With more than 4,200 elective surgeries on the wait list at Health Sciences North (HSN) in Sudbury, it will be a busy fall as Northern Ontario's largest hospital tries to catch up with the backlog.
It is just as urgent at Thunder Bay's Regional Health Sciences Centre, where there is a backlog of 4,000 surgeries. Most of the elective and non-urgent surgeries were cancelled as a result of the COVID-19 pandemic as hospitals wanted to ensure they had critical care beds available.
One thing that has not been officially measured, but is of significant importance, is the impact of lengthy waiting on the mental health of patients according to a recent article in the Canadian Journal of Surgery.
The article, submitted by Sam M. Wiseman, MD; Trafford Crump, PhD; Eric Cadesky, MDCM and Jason M. Sutherland, PhD, said although little attention is being paid to the mental health of patients who have to wait unusually long periods for their surgery, there is indeed an impact.
The study noted that as Canadian hospitals are “ramping up” their elective operations, governments, hospital administrators, surgeons and referring doctors have limited evidence-based tools for prospectively prioritizing people who are waiting for surgery.

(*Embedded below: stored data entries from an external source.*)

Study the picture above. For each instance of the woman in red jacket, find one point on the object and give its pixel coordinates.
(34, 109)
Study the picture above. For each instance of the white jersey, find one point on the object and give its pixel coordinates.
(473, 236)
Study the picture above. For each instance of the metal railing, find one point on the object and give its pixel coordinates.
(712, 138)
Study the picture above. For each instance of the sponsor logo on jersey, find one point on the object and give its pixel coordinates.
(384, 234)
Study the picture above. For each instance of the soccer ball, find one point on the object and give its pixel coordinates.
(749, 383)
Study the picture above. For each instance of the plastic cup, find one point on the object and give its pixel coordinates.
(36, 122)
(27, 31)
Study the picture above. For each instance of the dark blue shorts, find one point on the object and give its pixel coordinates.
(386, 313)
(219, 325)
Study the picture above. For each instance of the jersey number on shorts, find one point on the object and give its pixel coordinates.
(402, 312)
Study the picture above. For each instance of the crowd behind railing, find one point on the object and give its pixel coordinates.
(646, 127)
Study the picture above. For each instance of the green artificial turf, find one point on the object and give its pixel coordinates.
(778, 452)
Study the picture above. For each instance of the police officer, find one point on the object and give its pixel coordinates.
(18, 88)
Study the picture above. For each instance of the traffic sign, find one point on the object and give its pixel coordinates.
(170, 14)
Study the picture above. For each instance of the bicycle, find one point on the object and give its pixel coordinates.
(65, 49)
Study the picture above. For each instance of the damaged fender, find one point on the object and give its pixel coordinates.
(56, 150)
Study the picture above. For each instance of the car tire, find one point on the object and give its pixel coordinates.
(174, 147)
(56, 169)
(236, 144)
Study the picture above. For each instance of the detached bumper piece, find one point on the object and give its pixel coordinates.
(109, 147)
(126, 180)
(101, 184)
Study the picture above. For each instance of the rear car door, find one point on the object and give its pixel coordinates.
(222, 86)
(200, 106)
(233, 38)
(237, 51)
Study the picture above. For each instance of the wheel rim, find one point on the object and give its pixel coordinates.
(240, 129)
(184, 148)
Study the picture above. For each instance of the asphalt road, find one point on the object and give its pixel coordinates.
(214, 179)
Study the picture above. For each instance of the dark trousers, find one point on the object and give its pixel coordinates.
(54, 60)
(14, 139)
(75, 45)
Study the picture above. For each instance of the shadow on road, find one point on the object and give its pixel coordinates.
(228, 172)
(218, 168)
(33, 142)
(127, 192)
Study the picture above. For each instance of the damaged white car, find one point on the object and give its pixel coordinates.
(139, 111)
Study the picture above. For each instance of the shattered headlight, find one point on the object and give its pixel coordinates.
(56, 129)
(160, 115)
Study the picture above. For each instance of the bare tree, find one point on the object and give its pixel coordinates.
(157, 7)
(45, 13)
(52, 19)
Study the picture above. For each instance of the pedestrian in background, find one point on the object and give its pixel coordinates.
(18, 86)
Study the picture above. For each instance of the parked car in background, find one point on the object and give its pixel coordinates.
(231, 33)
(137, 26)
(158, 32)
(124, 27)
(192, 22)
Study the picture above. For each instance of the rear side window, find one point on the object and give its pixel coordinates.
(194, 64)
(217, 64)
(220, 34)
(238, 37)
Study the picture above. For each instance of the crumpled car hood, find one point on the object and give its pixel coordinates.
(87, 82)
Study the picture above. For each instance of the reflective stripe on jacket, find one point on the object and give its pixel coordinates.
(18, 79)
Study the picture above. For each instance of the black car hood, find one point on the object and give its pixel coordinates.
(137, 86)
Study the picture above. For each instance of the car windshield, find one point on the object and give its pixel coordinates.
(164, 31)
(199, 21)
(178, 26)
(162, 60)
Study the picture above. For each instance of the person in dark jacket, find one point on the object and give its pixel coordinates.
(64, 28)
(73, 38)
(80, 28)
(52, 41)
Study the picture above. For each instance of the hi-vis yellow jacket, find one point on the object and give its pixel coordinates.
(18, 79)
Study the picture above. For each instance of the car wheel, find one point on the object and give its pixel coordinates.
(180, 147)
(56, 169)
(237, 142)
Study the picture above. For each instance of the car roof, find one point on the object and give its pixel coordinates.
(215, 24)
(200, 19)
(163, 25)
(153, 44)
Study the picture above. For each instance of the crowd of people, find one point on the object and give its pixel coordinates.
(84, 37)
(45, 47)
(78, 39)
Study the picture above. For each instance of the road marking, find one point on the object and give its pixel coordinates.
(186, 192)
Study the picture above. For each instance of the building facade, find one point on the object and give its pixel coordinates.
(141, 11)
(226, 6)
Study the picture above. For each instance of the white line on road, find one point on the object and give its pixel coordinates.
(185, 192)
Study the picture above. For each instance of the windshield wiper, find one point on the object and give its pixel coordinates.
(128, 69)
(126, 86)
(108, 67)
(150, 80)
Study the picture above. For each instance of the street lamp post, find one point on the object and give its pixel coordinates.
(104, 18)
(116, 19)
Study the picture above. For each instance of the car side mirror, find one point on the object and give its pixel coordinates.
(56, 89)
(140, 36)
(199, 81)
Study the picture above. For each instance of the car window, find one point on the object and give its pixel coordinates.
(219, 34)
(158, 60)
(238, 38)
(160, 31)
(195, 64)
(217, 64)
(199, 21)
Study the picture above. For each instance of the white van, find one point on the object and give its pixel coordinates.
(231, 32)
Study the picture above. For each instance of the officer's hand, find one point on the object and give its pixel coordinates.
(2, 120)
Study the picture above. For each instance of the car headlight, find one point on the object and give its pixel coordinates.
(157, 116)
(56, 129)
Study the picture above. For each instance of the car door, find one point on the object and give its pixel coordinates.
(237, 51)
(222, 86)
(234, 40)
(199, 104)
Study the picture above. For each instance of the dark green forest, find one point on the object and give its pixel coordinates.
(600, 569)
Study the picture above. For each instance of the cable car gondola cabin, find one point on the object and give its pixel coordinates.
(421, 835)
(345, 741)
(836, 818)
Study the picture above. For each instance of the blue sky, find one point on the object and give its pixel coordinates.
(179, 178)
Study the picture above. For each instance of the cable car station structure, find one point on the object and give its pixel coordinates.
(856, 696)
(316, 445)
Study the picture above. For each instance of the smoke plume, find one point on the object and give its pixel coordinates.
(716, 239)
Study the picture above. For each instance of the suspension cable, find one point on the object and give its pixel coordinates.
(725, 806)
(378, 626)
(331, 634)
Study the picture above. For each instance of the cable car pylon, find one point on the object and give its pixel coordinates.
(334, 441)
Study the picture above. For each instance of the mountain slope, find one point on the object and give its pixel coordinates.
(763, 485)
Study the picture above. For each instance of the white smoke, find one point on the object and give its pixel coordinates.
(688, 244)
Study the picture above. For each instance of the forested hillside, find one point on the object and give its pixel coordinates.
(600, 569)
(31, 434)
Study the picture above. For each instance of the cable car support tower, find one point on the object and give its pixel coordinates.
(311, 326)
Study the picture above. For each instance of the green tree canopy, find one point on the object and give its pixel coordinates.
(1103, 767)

The study mentioned that since 2012, the patients waiting for elective surgery in B.C. were surveyed about their mental health and wellness by the Vancouver coastal Health Authority, Providence Health Care and the University of British Columbia.
"The results document that depression, anxiety, pain and insomnia are common in people waiting for an elective operation," said the article.
It also suggested that depression and substance abuse has increased for patients on wait lists.
"About 20 per cent of Canadians experience mental illness in any given year, and rates of anxiety, depression and substance abuse have increased since the start of the pandemic.
The article also noted that in Ontario, Alberta and British Columbia, plans have recently been revealed for catching up on backlogged surgeries and that priorities are based on diagnosis.
"This means that surgeons must perform a manual override to reflect patients’ symptom severity or pain. Better supports are needed to allow surgical teams to properly assess not only patients’ physical health, but also their mental health, and provide them with timely access to care based on need," said the article.
The article also suggested that the practice of the Vancouver Coastal Health Authority should be copied by other health jurisdictions in Canada so that patient-reported outcomes could be used to periodically screen the mental health of patients and provide the opportunity for further assessments and interventions.
"Surgical teams could also screen patients in their own practices to increase awareness of the impact of waiting on their patients’ mental health. In turn, this information could be used to help inform prioritization strategies.”
The article concluded with the suggestion that medical professionals need to work harder to recognize that many patients may be having problems by being stuck on a wait list that can last several months.
"We need to consider that many surgeries labelled “elective” or “nonurgent” are crucial to the quality of life and function of the patients waiting for them. To provide the best care possible, we need to recognize, measure and address both the physical and mental health problems of our patients. With coordinated effort, we can work together so that “whole-person” preoperative care emerges as a positive legacy during Canada’s recovery from COVID-19.
In Ontario, the Ministry of Health has provided online references for citizens who feel the need to access mental health services.